Jabulani Dhliwayo (born 15 April 1960) is an ICT expert and the founder of ICT Africa. He is a strong advocate for the use of ICT as a vehicle for sustained economic development in Africa. He has travelled to more than twenty African countries providing training and support for fiber optic infrastructure development. Jabulani is a contributing author for "Open Access for Africa: Challenges, Recommendations and Examples" and the author of "The Endless Journey: From a liberation struggle to driving emerging technologies in Africa".

==Education==
Jabulani Dhliwayo attended primary and central primary school at the United Church of Christ mission school at Mt. Silinda. As a result of disruptions due to the armed struggle in Rhodesia, Jabulani had to study at Jersey Secondary school in Zimbabwe, in camps in Mozambique and at Ahmadiyya High School in Sierra Leone before he could complete high school. He later graduated with a B.Sc. Education from the University of Sierra Leone, an M.Sc. in physics from Laurentian University in Canada and a PhD in physics from the University of Kent in the UK.

==Career==
In 1975, Jabulani Dhliwayo went to Mozambique to join the ZANLA revolutionary movement led by President Robert Mugabe to fight the racist regime of Ian Smith in Rhodesia. He was later sent to Sierra Leone for further studies by the organization's secretary for education, Dzingai Mutumbuka.
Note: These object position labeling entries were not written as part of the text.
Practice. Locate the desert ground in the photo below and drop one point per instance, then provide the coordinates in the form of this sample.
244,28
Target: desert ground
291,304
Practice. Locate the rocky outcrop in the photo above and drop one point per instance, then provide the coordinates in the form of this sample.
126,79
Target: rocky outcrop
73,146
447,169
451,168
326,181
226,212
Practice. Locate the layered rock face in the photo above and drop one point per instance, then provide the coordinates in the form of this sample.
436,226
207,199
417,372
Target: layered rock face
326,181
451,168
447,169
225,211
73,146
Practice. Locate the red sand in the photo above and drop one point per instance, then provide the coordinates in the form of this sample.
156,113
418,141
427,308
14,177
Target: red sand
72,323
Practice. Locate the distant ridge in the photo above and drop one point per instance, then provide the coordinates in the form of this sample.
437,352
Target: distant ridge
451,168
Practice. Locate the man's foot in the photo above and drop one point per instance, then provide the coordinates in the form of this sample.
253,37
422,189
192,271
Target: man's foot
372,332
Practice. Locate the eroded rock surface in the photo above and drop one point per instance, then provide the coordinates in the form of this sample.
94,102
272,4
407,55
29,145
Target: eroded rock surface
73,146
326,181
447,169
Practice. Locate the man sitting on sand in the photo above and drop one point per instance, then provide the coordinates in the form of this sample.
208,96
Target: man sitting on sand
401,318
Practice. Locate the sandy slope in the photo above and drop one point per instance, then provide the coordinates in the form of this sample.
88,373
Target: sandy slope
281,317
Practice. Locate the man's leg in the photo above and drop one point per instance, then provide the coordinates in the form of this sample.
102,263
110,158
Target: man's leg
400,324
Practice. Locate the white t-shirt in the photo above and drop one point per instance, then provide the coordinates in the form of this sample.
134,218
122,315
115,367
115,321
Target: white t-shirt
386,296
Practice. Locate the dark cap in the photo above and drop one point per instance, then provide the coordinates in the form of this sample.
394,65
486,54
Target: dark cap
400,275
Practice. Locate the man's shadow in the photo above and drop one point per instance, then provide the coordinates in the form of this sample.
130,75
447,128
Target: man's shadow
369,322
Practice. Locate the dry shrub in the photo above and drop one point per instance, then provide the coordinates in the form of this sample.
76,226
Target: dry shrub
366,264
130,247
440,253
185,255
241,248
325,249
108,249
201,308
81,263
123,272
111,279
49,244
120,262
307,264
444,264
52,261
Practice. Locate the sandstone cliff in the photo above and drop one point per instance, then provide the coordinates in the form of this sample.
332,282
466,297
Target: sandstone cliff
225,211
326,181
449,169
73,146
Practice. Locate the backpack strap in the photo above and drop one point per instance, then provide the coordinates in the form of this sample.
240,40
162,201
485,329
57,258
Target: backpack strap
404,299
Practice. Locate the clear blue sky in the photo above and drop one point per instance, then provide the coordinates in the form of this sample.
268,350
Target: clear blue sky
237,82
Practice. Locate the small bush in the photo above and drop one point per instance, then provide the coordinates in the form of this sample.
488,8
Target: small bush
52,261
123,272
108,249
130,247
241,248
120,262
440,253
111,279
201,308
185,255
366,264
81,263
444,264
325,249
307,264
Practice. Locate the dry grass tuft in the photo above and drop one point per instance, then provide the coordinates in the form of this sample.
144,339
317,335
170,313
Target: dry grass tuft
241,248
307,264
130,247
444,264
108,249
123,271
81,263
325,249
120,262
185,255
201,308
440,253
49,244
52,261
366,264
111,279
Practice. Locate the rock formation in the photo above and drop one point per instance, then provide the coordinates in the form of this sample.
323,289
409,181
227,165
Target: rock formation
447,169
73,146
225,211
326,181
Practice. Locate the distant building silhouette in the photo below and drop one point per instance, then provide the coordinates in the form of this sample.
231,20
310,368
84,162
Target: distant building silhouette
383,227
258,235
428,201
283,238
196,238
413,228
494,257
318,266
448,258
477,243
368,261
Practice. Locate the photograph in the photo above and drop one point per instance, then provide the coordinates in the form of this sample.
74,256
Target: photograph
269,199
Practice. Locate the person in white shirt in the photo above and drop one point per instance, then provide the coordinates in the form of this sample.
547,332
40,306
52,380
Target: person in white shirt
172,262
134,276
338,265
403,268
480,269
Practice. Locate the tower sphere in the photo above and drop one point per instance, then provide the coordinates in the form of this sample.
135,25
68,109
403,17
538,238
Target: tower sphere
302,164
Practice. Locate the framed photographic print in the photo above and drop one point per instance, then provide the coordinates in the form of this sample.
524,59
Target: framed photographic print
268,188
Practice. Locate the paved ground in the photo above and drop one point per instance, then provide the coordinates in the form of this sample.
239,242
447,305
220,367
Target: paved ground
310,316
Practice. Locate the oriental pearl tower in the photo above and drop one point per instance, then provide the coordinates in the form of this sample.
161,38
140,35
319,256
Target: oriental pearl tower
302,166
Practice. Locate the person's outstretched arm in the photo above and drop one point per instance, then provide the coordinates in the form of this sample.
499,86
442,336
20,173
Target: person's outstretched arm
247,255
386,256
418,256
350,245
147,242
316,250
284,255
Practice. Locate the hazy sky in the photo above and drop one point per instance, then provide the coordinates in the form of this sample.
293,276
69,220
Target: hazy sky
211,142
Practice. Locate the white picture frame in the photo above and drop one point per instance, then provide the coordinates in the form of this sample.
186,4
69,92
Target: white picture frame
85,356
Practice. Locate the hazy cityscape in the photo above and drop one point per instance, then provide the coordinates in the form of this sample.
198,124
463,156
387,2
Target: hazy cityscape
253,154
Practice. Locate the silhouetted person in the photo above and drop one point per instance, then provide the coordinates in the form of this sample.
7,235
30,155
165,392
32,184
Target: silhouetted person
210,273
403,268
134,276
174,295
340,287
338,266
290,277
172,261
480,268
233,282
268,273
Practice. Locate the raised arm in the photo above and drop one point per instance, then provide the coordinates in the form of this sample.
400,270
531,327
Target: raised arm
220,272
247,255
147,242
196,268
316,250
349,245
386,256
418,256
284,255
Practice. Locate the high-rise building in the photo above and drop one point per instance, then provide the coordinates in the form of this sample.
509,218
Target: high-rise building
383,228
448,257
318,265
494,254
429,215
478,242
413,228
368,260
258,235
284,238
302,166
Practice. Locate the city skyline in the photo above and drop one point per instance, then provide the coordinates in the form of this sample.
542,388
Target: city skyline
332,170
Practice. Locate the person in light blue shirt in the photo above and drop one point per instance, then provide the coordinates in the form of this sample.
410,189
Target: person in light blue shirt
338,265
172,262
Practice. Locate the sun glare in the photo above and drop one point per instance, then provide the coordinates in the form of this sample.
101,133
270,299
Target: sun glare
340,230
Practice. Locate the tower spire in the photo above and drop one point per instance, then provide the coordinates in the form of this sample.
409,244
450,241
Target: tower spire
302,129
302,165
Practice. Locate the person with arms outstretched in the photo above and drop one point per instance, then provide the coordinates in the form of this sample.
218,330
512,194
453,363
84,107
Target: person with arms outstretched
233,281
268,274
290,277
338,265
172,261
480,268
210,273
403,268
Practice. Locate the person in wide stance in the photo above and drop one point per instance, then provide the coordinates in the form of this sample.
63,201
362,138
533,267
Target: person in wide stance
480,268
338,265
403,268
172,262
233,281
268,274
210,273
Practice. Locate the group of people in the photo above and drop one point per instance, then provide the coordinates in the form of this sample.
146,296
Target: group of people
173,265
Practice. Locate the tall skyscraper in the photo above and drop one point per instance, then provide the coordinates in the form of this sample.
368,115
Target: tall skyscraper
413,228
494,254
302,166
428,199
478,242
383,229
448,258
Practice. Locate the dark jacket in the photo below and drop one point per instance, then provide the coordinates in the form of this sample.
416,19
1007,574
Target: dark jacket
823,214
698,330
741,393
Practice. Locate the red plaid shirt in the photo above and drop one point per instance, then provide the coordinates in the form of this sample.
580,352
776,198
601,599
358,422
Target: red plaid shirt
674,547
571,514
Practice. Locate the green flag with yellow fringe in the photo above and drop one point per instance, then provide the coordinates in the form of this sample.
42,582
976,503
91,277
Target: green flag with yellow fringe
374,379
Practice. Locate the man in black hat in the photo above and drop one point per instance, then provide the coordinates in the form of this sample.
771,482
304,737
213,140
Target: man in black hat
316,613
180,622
After Zimbabwe's independence, Jabulani went back to Zimbabwe where he took up teaching positions at Chindunduma High School and Harare Polytechnic.

After completing his PhD, Jabulani Dhliwayo took up engineering, scientist and management positions at Ando Corporation in Maryland, USA, and at Corning Incorporated in New York, USA, before establishing ICT Africa. As a scientist, Jabulani developed novel measurement systems for photonics and fiber optics.

He also joined NEPAD Council in 2004 and was among a group of the organization's leaders invited to Maputo, Mozambique, to brief the NEPAD Heads of State and Government Implementation Committee on the council's vision for the development of the African continent.